Cuando finaliza la encuesta –ya les digo, más de veinte minutos- me dice, mucho más suelta, imagino que porqué ya había acabado el suplicio de tener que leer larguísimas preguntas, que me agradece muchísimo mi tiempo, que lleva liada desde las tres de la tarde y que es la primera encuesta que completa, que la mayoría le han colgado el teléfono nada más oírla, que varios la han insultado, que uno le ha dicho que se fuera a su país, y que otros cuantos le han colgado el teléfono a los dos minutos de empezar sin completar todas las preguntas, que ella cobra por encuesta finalizada, y que a este paso la empresa la va a echar a la calle.

- Pues no seas tonta, y las que te han dejado a medias te las inventas.
- No puedo hacer eso, señor.
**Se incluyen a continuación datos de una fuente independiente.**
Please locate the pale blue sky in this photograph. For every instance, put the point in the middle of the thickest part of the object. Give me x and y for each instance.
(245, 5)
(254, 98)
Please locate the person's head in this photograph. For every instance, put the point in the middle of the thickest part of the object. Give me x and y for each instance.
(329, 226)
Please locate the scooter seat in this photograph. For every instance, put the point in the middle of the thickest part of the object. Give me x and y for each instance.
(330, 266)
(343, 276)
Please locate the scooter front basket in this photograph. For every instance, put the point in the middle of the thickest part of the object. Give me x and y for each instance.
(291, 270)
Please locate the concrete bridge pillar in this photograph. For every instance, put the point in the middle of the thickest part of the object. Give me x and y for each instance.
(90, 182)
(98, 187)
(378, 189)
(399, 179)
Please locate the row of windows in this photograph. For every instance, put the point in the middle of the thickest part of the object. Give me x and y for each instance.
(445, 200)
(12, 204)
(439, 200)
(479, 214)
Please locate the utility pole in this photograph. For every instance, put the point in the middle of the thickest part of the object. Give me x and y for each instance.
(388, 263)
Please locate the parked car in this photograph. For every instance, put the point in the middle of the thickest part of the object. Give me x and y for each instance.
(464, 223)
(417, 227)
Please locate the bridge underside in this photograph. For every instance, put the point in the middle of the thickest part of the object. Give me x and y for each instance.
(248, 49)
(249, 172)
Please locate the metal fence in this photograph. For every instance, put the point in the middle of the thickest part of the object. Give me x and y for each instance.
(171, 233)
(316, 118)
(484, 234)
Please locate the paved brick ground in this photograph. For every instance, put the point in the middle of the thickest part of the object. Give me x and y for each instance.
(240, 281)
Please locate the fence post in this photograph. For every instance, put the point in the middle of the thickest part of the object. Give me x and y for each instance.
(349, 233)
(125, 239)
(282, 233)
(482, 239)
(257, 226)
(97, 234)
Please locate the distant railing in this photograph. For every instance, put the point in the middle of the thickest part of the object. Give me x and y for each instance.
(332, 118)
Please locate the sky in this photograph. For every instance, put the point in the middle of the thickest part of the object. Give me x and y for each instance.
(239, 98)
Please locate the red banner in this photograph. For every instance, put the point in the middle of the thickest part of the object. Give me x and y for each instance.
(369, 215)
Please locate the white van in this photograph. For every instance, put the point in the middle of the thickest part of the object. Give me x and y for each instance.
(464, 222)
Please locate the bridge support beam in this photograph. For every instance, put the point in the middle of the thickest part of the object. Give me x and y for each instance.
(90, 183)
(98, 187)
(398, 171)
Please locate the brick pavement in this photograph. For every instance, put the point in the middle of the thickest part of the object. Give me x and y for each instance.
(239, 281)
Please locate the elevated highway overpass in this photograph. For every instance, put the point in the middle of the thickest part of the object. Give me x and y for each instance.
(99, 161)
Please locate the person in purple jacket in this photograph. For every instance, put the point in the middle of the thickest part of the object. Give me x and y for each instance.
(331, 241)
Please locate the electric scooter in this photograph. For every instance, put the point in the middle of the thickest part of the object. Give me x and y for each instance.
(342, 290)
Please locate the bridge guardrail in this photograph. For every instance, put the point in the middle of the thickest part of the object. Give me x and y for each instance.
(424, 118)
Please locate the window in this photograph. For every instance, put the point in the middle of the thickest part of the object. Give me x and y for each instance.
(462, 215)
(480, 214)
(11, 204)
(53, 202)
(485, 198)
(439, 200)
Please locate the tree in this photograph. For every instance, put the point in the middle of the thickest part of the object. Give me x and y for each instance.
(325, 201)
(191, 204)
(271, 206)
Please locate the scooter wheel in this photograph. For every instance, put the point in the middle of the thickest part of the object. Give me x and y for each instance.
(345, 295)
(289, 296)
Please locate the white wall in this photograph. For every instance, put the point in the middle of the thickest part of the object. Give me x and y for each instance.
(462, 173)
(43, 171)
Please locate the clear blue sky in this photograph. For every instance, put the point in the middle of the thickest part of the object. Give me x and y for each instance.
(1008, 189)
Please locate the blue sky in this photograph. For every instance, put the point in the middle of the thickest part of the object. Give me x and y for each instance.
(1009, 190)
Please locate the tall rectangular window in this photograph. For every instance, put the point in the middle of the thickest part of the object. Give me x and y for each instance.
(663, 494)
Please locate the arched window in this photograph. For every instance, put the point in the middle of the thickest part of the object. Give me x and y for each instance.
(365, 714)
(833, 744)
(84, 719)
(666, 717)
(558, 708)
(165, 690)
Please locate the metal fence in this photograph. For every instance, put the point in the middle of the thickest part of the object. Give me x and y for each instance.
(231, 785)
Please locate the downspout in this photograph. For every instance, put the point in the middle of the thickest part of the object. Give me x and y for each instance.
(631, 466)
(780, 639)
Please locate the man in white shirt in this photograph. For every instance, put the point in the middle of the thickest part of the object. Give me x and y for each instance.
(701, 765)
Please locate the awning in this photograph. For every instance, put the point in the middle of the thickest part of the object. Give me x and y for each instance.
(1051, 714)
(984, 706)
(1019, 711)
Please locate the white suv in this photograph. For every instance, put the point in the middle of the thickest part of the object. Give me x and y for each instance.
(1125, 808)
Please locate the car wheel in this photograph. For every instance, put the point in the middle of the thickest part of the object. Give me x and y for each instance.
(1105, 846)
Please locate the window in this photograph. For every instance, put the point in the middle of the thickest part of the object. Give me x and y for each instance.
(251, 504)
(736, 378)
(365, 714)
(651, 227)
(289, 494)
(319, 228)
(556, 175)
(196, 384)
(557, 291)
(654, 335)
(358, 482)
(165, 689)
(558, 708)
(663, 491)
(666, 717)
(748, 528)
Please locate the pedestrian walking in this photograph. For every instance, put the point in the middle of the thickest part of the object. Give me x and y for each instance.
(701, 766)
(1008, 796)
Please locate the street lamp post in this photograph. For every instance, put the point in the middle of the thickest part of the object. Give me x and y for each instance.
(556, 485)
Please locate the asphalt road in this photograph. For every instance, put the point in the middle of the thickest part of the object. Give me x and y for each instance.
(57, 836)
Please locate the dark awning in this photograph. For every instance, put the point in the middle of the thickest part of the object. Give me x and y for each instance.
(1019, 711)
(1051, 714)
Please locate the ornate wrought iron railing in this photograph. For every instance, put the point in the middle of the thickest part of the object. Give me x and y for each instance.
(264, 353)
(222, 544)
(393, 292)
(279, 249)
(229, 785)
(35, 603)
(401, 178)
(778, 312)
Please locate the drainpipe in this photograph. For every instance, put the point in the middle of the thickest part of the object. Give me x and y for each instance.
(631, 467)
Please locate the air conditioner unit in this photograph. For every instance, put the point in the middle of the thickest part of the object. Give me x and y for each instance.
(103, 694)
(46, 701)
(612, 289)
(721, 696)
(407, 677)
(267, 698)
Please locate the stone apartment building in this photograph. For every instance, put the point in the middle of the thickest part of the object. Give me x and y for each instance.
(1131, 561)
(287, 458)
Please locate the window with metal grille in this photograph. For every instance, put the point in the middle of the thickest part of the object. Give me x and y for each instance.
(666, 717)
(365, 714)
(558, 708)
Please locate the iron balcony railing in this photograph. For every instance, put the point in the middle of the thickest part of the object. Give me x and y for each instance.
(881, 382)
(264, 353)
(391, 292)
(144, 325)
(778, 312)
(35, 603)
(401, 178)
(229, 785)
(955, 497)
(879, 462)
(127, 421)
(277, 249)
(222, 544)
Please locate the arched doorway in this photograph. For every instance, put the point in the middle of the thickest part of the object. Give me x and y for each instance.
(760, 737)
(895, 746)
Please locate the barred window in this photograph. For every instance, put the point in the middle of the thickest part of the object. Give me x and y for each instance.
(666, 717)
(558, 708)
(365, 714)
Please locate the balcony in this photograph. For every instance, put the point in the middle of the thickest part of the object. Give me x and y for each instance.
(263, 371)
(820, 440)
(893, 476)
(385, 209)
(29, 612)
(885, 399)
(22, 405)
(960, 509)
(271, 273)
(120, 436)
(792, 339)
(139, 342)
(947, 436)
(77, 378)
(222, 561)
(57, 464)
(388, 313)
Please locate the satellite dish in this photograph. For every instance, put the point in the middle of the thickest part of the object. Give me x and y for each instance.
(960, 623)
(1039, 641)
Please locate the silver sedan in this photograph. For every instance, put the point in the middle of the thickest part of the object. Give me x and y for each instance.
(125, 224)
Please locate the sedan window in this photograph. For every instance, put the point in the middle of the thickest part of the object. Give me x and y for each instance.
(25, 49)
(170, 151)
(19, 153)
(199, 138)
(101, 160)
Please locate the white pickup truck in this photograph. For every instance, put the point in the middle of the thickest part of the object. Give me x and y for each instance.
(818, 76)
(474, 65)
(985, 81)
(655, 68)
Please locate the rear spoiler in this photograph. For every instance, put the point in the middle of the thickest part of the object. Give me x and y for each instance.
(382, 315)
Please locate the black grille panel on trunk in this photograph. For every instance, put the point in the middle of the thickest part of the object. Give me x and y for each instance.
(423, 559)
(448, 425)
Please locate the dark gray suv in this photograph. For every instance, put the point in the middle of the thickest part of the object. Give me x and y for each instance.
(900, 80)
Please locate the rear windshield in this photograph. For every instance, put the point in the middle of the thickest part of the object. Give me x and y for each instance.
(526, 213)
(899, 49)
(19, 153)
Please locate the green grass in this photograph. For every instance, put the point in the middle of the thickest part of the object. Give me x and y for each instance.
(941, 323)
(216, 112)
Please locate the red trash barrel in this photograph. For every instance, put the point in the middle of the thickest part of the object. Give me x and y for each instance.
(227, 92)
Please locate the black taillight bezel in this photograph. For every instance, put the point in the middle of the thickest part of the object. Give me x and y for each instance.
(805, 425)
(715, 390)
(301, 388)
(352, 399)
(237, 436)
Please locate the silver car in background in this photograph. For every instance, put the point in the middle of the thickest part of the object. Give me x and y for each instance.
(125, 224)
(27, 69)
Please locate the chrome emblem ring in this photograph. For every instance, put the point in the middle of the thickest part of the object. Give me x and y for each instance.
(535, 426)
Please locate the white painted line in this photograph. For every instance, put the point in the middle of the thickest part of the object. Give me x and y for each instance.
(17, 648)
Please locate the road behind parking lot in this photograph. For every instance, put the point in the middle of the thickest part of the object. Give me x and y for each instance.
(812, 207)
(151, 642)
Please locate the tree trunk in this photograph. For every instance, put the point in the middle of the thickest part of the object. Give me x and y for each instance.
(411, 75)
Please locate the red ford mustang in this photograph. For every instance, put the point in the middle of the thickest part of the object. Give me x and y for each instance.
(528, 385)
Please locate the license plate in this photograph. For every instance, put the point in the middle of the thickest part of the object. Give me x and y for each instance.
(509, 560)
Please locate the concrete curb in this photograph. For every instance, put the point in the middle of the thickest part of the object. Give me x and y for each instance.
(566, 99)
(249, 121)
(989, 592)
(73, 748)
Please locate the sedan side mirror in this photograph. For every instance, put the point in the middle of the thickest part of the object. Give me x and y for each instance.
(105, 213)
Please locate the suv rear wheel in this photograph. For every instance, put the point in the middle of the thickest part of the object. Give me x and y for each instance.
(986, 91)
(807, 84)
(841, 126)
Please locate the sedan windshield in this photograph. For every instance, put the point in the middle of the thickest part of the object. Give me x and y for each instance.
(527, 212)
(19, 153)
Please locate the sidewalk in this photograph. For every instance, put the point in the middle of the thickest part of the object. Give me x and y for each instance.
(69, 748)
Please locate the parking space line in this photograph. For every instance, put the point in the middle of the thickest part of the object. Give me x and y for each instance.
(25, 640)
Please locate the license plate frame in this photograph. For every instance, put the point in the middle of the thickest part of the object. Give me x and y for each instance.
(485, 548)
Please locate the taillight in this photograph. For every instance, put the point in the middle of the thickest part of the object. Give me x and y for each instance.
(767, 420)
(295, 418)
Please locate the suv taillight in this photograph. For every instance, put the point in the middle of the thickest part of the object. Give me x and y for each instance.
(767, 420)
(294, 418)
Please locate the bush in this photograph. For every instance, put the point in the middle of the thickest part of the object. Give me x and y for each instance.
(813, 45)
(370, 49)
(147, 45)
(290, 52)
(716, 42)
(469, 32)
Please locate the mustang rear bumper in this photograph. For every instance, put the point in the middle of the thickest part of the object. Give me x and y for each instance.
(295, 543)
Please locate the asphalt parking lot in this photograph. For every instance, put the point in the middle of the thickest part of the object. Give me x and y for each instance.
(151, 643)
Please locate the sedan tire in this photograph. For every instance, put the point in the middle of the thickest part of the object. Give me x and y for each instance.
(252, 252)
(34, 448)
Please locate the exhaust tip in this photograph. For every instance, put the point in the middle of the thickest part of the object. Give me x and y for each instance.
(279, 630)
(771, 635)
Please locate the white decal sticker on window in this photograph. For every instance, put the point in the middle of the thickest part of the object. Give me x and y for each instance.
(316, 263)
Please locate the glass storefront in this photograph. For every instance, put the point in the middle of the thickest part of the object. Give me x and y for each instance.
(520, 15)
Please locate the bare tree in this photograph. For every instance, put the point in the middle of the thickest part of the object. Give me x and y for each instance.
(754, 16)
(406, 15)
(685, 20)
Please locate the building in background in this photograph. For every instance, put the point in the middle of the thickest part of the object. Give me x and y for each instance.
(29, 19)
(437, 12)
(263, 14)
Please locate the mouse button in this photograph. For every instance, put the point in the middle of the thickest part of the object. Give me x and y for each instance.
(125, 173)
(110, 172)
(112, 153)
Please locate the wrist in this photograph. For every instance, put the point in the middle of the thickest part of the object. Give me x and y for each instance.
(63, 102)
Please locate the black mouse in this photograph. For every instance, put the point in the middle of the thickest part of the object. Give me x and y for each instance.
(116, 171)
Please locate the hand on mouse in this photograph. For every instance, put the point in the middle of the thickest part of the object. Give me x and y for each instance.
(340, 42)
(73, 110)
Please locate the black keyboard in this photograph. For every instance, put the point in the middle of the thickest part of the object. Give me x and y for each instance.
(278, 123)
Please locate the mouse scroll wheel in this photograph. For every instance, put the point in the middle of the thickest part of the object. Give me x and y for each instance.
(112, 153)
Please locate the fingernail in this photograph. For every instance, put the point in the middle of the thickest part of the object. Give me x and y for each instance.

Me despedirían si me descubrieran.
- Pues nada, que tengas suerte. Si te ves apurada vuelves a llamar y hacemos otra.
- Muchas gracias, señor.

No volvió a llamar.

Y es en este punto cuando un servidor se arrepiente de no haberle largado el rollo de que el señor Martínez está en la Patagonia y ni se sabe cuando volverá, se hubiese ahorrado el fastidio consistente en constatar, una vez más, lo siguiente:

Que muchas son las empresas que contratan a personal para cometidos para los que no están formados y que allí se las apañen éstos como puedan con el cliente y, encima, tienen las santas narices de exigirles resultados.

Que, obviamente, a estas empresas les importa un pito la calidad del servicio que ofrecen al cliente, pues ya se imaginarán ustedes el rigor de esta encuesta que, eso sí, el Ayuntamiento pagará religiosamente como si hubiese sido recogida por sociólogos.

Que hay mucho impresentable que ni siquiera se molesta en ser ingenioso para sacudirse de encima encuestas telefónicas, sino que insultan directamente a las operadoras que, en el fondo, no son más que unas asalariadas que cobran una miseria trabajando para compañías que luego pagan millones de euros a sus ejecutivos.

Y – con ésta acabo- que un servidor, se propone hacer regresar inmediatamente al señor Martínez de la Patagonia para que atienda correcta y amablemente a todos los teleoperadores, llamen de donde llamen, por mucho que las empresas que les pagan no lo merezcan.